In den 1950ern hatte er eine Lehre als Werkzeugschlosser in Graz begonnen und zugleich Tanz- und Schauspielunterricht genommen. 1959 hatte er ein Engagement in der steirischen Landeshauptstadt, wurde aber schon im Jahr darauf nach Bremen abgeworben. Kresnik war ein außergewöhnlich talentierter Tänzer, der es bis zum New York City Ballet brachte.

Letztendlich hat ihn das Ballett aber nicht wirklich erfüllt, denn ihn trieb ein politischer Kopf an, und der ist ihm bis zuletzt geblieben. Ein Querkopf, der einer sein musste, wenn er in den Sixties mit dem Tanz heikle Themen ansprechen wollte. Johann Kresnik wollte das absolut. Schizophrenie war es in seinem ersten Werk "O sela pei" von 1967, das Attentat auf Rudi Dutschke im Jahr darauf unter dem Titel "Paradies?".

Kärntner Bergbauernbub

Aus dem Kärntner Bergbauernbuben, dessen Vater vor seinen Augen von Partisanen erschossen wurde, hatte sich ein gestandener Linker entwickelt. Dem Tanz in der muffigen deutschen Nachkriegsatmosphäre leistete er damit einen großen Dienst: Mit dem von ihm entwickelten Choreografischen Theater schuf er Werke, die damals einzigartig zeigten, dass aus dem Tanz eine kritische Kunst gemacht werden konnte, wenn man das wirklich wollte.

Schon mit dreißig Jahren leitete er sein erstes Ensemble, nachdem er Ballettdirektor am Theater Bremen geworden war.

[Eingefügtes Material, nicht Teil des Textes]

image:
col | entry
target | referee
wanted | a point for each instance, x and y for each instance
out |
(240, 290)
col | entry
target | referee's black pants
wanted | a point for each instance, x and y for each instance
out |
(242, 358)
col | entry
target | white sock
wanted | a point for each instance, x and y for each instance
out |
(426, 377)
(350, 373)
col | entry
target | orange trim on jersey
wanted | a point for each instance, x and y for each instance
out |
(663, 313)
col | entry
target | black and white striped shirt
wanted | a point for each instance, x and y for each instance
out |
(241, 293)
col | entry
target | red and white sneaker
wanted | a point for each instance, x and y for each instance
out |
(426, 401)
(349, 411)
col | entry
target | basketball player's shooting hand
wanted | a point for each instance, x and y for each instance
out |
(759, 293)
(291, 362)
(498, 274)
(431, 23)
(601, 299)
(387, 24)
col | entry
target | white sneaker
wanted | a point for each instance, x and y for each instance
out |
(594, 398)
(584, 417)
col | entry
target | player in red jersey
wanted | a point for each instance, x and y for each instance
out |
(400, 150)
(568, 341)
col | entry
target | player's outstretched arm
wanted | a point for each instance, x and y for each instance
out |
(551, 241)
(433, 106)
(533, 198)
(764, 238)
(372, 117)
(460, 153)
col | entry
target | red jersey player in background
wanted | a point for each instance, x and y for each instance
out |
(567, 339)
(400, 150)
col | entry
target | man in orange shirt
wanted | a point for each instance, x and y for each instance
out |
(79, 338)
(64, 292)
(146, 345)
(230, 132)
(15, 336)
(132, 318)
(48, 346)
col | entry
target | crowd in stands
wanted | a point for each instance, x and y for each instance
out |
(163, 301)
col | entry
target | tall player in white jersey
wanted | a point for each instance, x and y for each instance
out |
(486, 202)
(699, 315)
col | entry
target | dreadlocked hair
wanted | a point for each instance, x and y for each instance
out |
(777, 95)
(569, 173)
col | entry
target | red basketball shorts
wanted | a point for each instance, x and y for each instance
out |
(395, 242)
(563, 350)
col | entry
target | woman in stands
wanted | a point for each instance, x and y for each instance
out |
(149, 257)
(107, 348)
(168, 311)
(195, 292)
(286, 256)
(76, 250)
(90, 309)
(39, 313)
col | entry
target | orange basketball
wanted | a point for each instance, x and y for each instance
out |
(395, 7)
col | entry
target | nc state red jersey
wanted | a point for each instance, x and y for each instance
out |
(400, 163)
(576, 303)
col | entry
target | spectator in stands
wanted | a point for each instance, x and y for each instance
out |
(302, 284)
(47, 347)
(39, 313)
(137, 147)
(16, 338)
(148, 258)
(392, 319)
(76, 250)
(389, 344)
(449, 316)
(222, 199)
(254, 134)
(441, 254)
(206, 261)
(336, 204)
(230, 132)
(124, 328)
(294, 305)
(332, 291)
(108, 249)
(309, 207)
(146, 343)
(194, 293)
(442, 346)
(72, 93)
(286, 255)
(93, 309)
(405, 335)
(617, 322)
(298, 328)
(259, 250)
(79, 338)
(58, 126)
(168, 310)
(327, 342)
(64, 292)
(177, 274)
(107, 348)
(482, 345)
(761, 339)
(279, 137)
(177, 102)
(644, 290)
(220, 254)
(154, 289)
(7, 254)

Seit damals hat er ein geradezu enormes Werk geschaffen, das nie an Kompromissen kränkelte und noch weniger je als entspannende Abendunterhaltung diente. Denn Kresnik war ein Aufklärer durch und durch, und dass man ihn deshalb – und wegen seines auf kathartische Erlebnisse für das Publikum zielenden Kunststils – einen "Berserker" nannte, hat er gut verkraftet.

Mit seinem "Macbeth" hatte der Choreograf schon einmal ein Wiener Festival eröffnet, nämlich Tanz ’92 unter Gerhard Brunner. Wenige Tage später zeigte er als Draufgabe noch sein Stück "Ulrike Meinhof", das den Autor dieses Nachrufs dazu brachte, sich künftig journalistisch mit Tanz zu beschäftigen – die starken Bilder, die harte Performance, die dunkle Dynamik des Geschehens.

Kresnik schrieb die Brutalität mancher Szenen in Stücken wie diesen "meiner bösen, österreichischen Phantasie" zu. Wo er das Aufkeimen eines "neuen Faschismus" sah, schoss er – Zitat: "Theater ist meine Waffe" – mit großem künstlerischen Kaliber. "Für mich", sagte er dem STANDARD damals, "ist Theater eine moralische Anstalt." Trotzdem sind seine Stücke nie zur schlichten Predigt oder Propaganda geworden.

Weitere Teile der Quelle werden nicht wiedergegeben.